The significance of Hadoop and MapReduce is not only the scalability, but also the simplicity. Most programmers, with no prior experience, can have their first Hadoop job running on a large cluster within a day. Most programmers find that it is much easier and much quicker to use MapReduce and some of its generalizations than it is develop and implement an MPI job on a cluster, which is currently the most common programming model for clusters.

Trend 4. Cloud-based data services. Over the next several years, cloud-based services will begin to impact analytics significantly. A later post in this series will show simple it is use R in a cloud for example. Although there are security, compliance and policy issues to work out before it becomes common to use clouds for analytics, I expect that these and related issues will all be worked out over the next several years.

Cloud-based services provide several advantages for analytics. Perhaps the most important is elastic capacity — if 25 processors are needed for one job for a single hour, then these can be used for just the single hour and no more. This ability of clouds to handle surge capacity is important for many groups that do analytics. With the appropriate surge capacity provided by clouds, modelers can be more productive, and this can be accomplished in many cases without requiring any capital expense. (Third party clouds provide computing capacity that is an operating and not a capital expense.)

Trend 5. The commoditization of data. Moore’s law applies not only to CPUs, but also to the chips that are used in all of the digital device that produce data. The result has been that the cost to produce data has been falling for some time. Similarly, the cost to store data has also been falling for some time.

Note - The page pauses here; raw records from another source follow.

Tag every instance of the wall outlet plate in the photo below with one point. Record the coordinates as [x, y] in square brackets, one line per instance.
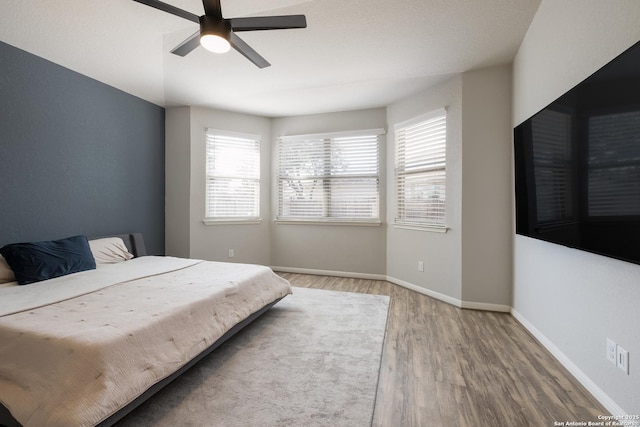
[622, 357]
[611, 351]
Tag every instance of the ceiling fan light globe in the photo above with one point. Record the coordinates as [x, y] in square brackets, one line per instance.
[215, 43]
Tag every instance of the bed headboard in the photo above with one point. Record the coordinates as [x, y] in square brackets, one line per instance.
[134, 243]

Indeed, more and more datasets are being offered for free. For example, end of day stock quotes from Yahoo, gene sequence data from NCBI, and public data sets hosted by Amazon, including the U.S. Census Bureau, are all available now for free.

The significance to analytics is that the cost to enrich data with third party data, which often produces better models, is falling. Over time, more and more of this data will be available in clouds, so that the effort to integrate this data into modeling will also decrease.